Before, Dean aides argued that they had the only campaign that could fund itself for a long battle into the spring. But it's becoming clear that Dean actually poured a lot of his $40 million into the two early states to finish off the contest before it started. Glantz insists that the campaign has enough money to carry on. "We raised $1.8 million since Iowa," she says. "I don't think they'll stop pumping—as far as money and as far as enthusiasm. ... They don't want to lose faith." But one Dean fund-raiser I talked to early in the day was holding her hands up in prayer as she received exit polls on her cell phone that showed a closer race with Kerry than the final results. Any loss worse than single digits, she said, would be a tough sell with donors.
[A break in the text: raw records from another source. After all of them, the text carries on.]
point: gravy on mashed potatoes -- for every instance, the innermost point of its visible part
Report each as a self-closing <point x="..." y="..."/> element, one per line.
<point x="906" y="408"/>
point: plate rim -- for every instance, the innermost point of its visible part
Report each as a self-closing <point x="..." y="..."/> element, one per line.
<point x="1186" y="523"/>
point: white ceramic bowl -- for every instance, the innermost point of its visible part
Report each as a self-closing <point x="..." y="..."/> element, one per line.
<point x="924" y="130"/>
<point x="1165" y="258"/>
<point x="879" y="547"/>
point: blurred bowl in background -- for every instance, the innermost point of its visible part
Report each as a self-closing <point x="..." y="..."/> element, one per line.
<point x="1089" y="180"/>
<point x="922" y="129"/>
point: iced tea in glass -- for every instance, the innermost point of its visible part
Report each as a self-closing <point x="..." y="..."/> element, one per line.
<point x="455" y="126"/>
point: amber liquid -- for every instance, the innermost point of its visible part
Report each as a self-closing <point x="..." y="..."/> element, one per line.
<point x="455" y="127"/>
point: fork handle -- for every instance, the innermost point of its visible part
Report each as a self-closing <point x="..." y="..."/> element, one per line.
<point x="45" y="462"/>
Nonetheless, Dean aides insist the governor is in the race for the long haul. "You have to kill us to get rid of us," says Zephyr Teachout, Dean's Internet guru and the most fervent believer in the Dean revolution. "And this doesn't do that." Maybe not. But the revolution has certainly been postponed. Far from being the leader of an insurrection that transforms the Democratic Party—and even the country—Dean, like the race itself, has come full circle. Once again, he's a scrappy and intriguing outsider nipping at the heels of a strongly favored establishment front-runner. It's as if an entire year of American politics was just one long dream.